Father contends that the court improperly relied on a section 355.1, subdivision (a) presumption to sustain the section 300 subdivision (f) count. Section 355.1, subdivision (a) provides that where the court finds, based on "competent professional evidence," that injuries sustained by a minor are "of a nature as would ordinarily not be sustained except as the result of the unreasonable or neglectful acts or omissions of either parent," that finding constitutes "prima facie evidence that the minor is a person described by subdivision (a), (b) or (d) . . . ." Father contends the presumption cannot be used to support a finding under subdivision (f). We need not resolve this issue as the court independently found that Father was negligent in co-sleeping with Jo. Moreover, the court could properly presume, due to the presence of multiple unexplained healing rib fractures, that Jo had been subjected to physical abuse before her death. Such finding supported its conclusion that the neglectful conduct that led to Jo's death warranted assertion of jurisdiction over Jon under subdivision (f). (Cf. In re Ethan C., supra, 54 Cal.4th at pp. 619-620 [DCFS urged juvenile court to assert jurisdiction after father's failure to place toddler in child safety seat caused her death, where children's mother suffered severe psychological issues and father was living with children in overcrowded and unsanitary home].)
B. Disposition
Father contends there was insufficient evidence that Jon was at substantial risk of serious physical injury to support the order requiring future visitation to be monitored. (See § 361, subd. (c)(1) ["A dependent child may not be taken from the physical custody of his or her parents . . . with whom the child resides at the time the petition was initiated, unless the juvenile court finds clear and convincing evidence . . . [¶] . . . [that] [t]here is or would be a substantial danger to the physical health, safety, protection, or physical or emotional well-being of the minor if the minor were returned home, and there are no reasonable means by which the minor's physical health can be protected without removing the minor from the minor's parent's . . . physical custody."].) Father contends any such finding was foreclosed by the court's decision to dismiss all bases of jurisdiction other than subdivision (f) of section 300, and to delete from its subdivision (f) finding the allegation that the described actions "endanger[ed] [Jon's] physical health, safety and well-being, placing [Jon] at risk of physical harm, damage and danger."

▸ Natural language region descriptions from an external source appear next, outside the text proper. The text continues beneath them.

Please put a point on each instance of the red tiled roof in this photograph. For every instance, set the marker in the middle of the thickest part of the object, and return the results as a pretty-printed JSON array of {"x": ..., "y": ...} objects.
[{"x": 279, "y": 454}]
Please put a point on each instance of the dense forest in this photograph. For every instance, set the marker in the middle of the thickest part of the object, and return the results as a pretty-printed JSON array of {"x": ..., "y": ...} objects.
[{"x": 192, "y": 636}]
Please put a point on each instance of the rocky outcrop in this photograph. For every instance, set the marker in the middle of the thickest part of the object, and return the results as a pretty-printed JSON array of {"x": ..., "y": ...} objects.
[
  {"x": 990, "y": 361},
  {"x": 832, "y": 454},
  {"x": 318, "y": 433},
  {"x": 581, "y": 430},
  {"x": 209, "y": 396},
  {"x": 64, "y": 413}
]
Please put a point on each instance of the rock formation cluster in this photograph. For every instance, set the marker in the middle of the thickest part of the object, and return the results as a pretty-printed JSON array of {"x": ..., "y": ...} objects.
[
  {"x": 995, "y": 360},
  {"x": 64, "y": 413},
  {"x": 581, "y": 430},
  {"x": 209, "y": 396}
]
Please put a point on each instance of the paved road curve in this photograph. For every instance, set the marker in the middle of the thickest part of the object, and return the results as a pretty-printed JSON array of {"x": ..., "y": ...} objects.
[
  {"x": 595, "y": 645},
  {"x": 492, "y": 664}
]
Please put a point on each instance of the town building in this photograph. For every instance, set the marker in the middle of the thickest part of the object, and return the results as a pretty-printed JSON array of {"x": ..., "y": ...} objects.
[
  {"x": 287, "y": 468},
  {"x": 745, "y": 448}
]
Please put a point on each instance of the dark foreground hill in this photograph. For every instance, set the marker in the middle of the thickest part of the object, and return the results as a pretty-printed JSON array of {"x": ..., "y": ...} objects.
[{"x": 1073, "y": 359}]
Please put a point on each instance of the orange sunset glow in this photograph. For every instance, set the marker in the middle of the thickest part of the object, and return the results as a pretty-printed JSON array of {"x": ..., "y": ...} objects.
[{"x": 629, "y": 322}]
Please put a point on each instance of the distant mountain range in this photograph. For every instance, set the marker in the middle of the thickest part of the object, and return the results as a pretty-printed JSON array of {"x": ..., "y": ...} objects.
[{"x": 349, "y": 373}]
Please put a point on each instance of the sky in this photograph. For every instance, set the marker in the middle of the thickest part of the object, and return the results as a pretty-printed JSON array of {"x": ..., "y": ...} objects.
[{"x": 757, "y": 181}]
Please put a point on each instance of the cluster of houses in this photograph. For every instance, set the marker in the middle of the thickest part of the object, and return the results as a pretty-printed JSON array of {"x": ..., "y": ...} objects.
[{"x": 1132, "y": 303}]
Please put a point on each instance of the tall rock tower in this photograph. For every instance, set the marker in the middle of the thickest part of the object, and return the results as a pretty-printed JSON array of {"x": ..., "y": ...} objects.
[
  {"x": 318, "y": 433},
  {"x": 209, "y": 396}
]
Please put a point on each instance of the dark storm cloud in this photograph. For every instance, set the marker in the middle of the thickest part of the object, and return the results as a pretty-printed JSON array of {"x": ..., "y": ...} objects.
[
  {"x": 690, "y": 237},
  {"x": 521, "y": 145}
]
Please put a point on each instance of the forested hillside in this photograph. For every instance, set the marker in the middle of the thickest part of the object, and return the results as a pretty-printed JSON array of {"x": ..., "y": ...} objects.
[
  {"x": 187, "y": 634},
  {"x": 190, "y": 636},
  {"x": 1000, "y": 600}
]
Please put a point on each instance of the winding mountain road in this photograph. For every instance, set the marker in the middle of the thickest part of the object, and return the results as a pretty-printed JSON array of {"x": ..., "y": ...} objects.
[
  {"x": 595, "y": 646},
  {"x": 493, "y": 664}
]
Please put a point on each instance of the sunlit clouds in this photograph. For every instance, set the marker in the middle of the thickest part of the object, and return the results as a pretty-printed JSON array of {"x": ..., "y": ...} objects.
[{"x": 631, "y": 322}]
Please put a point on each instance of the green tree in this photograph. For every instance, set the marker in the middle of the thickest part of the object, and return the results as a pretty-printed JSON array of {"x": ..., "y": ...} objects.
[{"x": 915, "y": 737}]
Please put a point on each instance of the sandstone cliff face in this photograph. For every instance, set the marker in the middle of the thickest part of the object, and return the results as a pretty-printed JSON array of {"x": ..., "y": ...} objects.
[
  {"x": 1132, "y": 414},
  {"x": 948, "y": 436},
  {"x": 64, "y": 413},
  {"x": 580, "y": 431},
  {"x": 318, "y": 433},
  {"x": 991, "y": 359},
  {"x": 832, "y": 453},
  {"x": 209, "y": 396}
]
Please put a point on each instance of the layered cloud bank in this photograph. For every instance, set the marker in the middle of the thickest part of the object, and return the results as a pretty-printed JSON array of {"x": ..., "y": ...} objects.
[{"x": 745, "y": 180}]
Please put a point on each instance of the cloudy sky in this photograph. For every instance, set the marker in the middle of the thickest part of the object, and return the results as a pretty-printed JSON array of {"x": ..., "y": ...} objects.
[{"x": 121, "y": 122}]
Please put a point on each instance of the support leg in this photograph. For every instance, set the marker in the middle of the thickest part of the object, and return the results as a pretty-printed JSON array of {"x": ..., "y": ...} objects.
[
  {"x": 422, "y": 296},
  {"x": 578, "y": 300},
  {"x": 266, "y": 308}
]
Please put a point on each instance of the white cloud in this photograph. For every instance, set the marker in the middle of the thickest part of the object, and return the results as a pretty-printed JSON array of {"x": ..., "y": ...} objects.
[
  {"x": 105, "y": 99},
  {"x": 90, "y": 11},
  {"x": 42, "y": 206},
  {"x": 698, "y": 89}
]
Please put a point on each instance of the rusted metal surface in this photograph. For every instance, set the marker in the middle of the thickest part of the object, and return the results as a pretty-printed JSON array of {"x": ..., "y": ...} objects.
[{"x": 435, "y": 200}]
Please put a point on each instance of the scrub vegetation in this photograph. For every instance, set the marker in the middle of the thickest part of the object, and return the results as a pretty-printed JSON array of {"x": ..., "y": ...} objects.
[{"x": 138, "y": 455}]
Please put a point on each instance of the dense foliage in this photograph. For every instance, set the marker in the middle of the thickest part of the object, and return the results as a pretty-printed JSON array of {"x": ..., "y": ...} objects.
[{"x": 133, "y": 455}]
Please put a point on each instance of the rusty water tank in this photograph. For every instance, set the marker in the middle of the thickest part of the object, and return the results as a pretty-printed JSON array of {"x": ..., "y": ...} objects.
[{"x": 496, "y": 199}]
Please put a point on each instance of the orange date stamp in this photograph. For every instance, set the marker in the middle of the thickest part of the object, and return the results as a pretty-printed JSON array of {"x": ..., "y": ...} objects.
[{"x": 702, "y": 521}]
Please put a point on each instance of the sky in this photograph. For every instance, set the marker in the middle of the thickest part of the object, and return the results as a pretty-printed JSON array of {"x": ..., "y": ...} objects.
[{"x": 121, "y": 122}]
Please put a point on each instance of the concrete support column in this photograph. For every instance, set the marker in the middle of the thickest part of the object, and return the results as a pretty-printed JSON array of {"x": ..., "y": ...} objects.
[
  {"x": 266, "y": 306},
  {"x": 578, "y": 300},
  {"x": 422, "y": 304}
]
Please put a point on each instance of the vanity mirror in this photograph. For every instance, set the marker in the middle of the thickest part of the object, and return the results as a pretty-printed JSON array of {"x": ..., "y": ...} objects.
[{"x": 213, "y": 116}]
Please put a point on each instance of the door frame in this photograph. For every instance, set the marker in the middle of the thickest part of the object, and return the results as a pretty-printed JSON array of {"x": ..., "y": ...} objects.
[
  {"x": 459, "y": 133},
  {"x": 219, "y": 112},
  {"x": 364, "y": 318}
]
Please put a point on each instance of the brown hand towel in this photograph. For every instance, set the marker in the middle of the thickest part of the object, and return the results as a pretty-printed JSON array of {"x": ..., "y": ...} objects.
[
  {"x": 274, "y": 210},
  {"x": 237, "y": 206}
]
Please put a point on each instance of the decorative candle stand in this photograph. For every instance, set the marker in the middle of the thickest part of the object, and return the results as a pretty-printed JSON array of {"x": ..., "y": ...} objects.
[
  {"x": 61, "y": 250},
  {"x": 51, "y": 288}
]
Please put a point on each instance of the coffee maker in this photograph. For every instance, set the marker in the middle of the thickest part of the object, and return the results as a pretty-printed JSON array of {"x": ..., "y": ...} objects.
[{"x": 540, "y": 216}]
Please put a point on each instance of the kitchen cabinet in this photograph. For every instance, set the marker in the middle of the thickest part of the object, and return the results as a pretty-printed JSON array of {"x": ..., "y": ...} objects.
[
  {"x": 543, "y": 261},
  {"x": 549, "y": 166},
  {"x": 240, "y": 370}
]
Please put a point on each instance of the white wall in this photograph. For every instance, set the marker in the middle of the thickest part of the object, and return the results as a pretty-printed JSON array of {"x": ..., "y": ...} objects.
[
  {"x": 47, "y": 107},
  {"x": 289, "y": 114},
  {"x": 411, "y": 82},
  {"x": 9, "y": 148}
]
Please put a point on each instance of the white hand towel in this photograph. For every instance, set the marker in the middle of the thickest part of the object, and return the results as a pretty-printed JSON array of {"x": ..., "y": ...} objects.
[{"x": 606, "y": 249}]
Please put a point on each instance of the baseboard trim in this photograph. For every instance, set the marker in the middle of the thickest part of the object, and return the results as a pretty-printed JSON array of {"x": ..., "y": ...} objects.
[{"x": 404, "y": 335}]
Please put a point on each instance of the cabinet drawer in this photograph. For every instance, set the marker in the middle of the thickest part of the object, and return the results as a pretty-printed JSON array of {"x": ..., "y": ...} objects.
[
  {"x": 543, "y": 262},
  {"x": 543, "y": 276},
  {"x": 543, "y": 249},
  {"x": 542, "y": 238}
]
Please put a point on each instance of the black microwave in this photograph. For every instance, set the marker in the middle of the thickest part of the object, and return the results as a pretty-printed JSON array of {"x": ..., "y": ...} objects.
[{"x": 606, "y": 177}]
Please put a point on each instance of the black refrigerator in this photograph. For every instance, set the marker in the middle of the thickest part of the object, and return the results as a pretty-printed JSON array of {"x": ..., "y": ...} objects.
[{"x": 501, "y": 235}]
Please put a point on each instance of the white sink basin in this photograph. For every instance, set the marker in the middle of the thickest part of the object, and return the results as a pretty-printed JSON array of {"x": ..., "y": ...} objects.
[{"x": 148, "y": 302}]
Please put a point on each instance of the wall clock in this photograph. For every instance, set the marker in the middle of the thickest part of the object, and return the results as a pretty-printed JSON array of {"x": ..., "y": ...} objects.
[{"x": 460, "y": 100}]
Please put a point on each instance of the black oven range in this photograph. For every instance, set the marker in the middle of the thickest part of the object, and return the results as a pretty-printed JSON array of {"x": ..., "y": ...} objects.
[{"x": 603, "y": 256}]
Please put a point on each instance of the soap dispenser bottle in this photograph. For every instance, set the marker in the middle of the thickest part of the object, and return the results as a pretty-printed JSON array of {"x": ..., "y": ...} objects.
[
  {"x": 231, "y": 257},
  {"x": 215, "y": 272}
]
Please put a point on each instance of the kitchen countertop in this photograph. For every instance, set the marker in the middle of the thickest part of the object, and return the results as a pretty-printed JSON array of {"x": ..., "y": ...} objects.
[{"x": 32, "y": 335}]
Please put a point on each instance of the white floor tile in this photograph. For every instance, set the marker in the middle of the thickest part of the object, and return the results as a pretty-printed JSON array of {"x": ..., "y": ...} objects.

Initially we note that in light of the court's finding that Jo suffered multiple broken ribs before her death which would not have occurred except as the result of deliberate acts by one of her parents, there was evidence to support that Jon was at risk in Father and Maryann's household. We need not resolve this issue, however, because Father forfeited it. After a finding that grounds exist to support assertion of jurisdiction but that detention from the custodial parent is not required, a juvenile court has discretion under section 364 to provide reunification services to either or both parents -- or it may "bypass the provision of services and terminate jurisdiction." (In re Gabriel L. (2009) 172 Cal.App.4th 644, 650-651.) Father joined in DCFS's request to terminate jurisdiction. When asked what Father desired to have included in the exit or family law order, his counsel stated "joint legal custody" and "monitored visit[ation] . . . as often as can be arranged." The court included those requests in its final order before transferring the matter to family court. Having obtained an order that comported with his counsel's requests at the dispositional hearing, he cannot now be heard to complain about its contents. (See In re Kevin S. (1996) 41 Cal.App.4th 882, 885-886 [appellant waived right to assert error on appeal concerning juvenile court's issuance of order setting section 366.26 hearing by not properly raising issue below].)
Father states in his reply brief that he reasonably "preferred termination of jurisdiction over continued supervision by DCFS and the court" because "[Jon] was placed with [Mother], who had no concerns about [Father]."
DISPOSITION
The jurisdictional and dispositional orders are affirmed.
NOT TO BE PUBLISHED IN THE OFFICIAL REPORTS
MANELLA, J. We concur: EPSTEIN, P. J. COLLINS, J.